Цены на людей, разумеется, различны, смотря по времени и большему или меньшему приливу «товара». Под осень обыкновенно торг этот идет шибче, и в городе Бухаре, например, под это время в каждом из десятка имеющихся там невольничьих караван-сараев бывает, как мне говорили, от 100 до 150 человек, выставленных на продажу. Так как больше всего доставляют рабов Средней Азии несчастные, смежные с туркменскими племенами персидские границы, то удачи или неудачи охотничьих подвигов туркменцев в этих местах главным образом устанавливают цену на рабов в Хиве, Бухаре и в Коканде; но иногда войны и неизбежные при этом обращения в рабство всех пленных, если они не мусульмане сунитского толка (в противном случае захват и перепродажа всех рабов побежденной стороны), значительно и разом на всех этих рынках изменяют цены: в таких случаях человек идет за очень дешевую цену — за несколько десятков рублей, иногда даже за 10 рублей.
Вообще, мужчин в продаже гораздо больше, чем женщин, между прочим потому, что туркмены, продавая охотно мужчин, больше удерживают у себя женщин. Красивая молодая женщина стоит очень дорого, рублей до 1000 и более.
В хорошей цене также стоят хорошенькие мальчики: на них огромный спрос во всю Среднюю Азию. Мне случалось слышать рассказы бывших рабов-персиян о том, как маленькие еще они были захвачены туркменами: одни в поле, на работе, вместе с отцом и братьями, другие просто на улице деревни, среди белого дня, при бессильном вое и крике трусливого населения.
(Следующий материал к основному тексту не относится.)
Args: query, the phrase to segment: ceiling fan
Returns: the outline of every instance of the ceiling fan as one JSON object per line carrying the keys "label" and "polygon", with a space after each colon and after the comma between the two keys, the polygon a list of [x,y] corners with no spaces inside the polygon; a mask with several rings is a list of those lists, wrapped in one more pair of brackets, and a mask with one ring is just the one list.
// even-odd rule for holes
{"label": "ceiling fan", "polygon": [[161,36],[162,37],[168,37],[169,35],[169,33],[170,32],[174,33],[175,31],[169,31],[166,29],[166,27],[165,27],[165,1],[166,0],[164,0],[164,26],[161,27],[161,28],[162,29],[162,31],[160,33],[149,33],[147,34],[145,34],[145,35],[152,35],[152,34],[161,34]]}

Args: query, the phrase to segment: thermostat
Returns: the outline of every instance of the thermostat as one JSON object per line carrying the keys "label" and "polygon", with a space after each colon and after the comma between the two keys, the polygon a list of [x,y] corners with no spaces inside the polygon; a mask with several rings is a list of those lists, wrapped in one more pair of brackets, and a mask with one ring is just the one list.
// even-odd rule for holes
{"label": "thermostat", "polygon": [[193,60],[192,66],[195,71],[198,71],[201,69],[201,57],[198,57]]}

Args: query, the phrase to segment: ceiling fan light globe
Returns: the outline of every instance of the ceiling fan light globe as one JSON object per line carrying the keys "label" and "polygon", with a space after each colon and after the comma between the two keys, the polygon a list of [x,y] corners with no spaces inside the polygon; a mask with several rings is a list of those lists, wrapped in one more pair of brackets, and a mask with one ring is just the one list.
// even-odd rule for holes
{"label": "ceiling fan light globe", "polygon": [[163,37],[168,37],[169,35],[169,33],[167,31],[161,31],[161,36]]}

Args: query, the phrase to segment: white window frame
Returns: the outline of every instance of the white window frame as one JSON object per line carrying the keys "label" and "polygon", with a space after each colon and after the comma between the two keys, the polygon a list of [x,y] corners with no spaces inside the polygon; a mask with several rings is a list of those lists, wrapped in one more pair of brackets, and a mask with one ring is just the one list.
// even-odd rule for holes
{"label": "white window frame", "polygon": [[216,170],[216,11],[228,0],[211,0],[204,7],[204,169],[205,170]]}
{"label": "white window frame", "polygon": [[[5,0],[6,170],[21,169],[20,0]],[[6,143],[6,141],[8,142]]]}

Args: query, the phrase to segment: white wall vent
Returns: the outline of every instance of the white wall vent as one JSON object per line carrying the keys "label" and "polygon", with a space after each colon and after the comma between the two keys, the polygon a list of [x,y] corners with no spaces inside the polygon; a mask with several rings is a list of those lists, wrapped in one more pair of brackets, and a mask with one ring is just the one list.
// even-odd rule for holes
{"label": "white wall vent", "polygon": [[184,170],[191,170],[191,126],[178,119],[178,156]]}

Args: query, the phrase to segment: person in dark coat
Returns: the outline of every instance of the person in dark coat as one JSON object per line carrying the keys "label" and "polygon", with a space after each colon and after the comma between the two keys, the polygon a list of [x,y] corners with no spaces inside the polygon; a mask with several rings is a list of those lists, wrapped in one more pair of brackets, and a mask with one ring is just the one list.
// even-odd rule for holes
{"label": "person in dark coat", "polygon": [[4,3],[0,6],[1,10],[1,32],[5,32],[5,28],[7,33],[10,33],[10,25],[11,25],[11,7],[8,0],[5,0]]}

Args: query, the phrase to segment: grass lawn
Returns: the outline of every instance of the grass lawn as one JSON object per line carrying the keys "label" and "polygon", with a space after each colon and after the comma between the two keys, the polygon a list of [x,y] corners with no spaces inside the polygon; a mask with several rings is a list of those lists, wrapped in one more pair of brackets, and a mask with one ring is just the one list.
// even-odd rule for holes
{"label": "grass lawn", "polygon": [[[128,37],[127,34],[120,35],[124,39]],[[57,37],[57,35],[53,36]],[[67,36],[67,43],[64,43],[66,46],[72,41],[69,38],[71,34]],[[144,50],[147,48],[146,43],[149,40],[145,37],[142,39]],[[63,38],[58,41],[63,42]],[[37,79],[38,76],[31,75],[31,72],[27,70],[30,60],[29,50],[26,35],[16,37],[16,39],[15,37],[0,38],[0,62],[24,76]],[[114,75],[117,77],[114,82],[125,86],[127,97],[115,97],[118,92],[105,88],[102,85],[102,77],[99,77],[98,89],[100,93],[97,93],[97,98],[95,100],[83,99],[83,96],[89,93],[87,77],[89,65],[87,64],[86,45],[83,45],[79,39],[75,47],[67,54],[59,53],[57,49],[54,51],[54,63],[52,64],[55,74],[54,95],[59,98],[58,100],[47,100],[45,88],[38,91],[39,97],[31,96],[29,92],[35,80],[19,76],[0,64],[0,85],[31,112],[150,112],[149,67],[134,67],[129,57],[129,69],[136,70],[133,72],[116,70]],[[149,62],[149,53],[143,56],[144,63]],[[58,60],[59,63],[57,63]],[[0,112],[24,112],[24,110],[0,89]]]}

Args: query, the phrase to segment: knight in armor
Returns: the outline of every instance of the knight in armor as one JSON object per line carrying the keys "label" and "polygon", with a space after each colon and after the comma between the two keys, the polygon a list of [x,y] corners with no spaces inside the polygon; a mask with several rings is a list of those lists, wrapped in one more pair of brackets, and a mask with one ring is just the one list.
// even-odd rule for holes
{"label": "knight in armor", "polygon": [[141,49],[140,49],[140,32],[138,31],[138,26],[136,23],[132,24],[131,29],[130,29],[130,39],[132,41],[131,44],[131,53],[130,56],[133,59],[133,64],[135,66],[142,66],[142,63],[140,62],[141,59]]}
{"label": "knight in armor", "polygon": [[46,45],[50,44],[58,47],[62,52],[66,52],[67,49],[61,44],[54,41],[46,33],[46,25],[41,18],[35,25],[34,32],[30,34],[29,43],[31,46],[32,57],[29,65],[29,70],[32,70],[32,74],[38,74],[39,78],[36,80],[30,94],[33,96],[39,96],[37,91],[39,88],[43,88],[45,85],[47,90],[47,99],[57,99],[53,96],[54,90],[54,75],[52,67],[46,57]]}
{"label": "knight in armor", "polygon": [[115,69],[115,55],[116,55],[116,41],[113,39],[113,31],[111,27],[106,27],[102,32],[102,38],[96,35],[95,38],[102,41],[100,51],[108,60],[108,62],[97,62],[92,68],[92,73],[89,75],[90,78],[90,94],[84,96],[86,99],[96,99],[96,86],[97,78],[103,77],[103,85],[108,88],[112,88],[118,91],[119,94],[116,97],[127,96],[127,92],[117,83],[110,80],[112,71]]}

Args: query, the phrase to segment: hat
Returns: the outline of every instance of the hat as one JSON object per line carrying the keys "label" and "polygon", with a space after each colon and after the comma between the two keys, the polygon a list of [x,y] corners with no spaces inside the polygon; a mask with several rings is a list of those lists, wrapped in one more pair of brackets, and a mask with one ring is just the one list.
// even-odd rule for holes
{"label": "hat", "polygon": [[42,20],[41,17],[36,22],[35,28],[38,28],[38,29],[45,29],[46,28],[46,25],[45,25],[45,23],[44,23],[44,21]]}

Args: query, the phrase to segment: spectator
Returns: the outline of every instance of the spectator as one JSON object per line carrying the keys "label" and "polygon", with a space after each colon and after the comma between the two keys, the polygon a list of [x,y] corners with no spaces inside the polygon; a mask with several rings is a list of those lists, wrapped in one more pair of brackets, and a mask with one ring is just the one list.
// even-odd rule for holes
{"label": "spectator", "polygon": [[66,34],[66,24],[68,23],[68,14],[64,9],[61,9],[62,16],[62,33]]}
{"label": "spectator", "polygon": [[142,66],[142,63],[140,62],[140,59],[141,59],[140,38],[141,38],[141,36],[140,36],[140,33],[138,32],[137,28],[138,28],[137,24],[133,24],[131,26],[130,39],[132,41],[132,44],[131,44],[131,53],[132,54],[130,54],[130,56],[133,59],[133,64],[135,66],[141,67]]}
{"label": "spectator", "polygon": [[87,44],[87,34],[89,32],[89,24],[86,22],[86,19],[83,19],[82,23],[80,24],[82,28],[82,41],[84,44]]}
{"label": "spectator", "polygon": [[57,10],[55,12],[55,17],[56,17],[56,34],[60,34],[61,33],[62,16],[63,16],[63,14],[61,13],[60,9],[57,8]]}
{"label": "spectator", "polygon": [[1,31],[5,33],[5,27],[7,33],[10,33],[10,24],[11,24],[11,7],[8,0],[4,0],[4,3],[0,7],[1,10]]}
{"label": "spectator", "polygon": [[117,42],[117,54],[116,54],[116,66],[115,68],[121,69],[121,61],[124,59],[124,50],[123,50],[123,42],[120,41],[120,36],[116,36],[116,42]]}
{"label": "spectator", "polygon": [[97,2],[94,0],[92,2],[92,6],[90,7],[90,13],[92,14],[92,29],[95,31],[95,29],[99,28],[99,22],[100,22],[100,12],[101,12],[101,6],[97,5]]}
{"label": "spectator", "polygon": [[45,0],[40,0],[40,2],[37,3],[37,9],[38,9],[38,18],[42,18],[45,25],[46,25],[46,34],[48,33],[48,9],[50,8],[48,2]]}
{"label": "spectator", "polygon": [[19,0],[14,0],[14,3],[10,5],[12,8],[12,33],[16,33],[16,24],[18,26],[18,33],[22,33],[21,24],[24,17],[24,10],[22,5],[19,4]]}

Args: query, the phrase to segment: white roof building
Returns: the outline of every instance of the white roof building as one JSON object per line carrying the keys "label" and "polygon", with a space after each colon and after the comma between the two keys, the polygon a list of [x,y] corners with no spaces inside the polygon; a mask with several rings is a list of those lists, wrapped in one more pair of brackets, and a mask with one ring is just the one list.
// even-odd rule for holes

Истории следующих затем странствований, перехода этих несчастных из рук разбойника-туркменца в руки торговца рабами и отсюда в дом купивших их крайне печальны и нельзя не порадоваться, что благодаря вмешательству русских этот грязный омут стал видимо прочищаться.
Влияние русское на торговлю рабами сказалось в трех наиболее выдающихся фактах: во-первых, вообще уменьшилось число рабов, потому что во всей присоединенной к России стране они сделались свободными; во-вторых, вообще уменьшился спрос на новых рабов, потому что во все эти новоприобретенные страны нет более сбыта их, а в такие города, как Ташкент, Ходжент, Самарканд и другие, сбыт их был не мал; в-третьих, торговля эта значительно упала, уменьшилась в размере и во всех соседних варварских государствах Средней Азии по тому простому и не лишенному смысла предположению, что русские не сегодня-завтра могут пожаловать в каждый из них, и так как в каждом из них хорошо знают, что рабов русские немилосердно освобождают, то и все покупки и сделки этого рода принимают теперь малонадежный, неблагодарный вид.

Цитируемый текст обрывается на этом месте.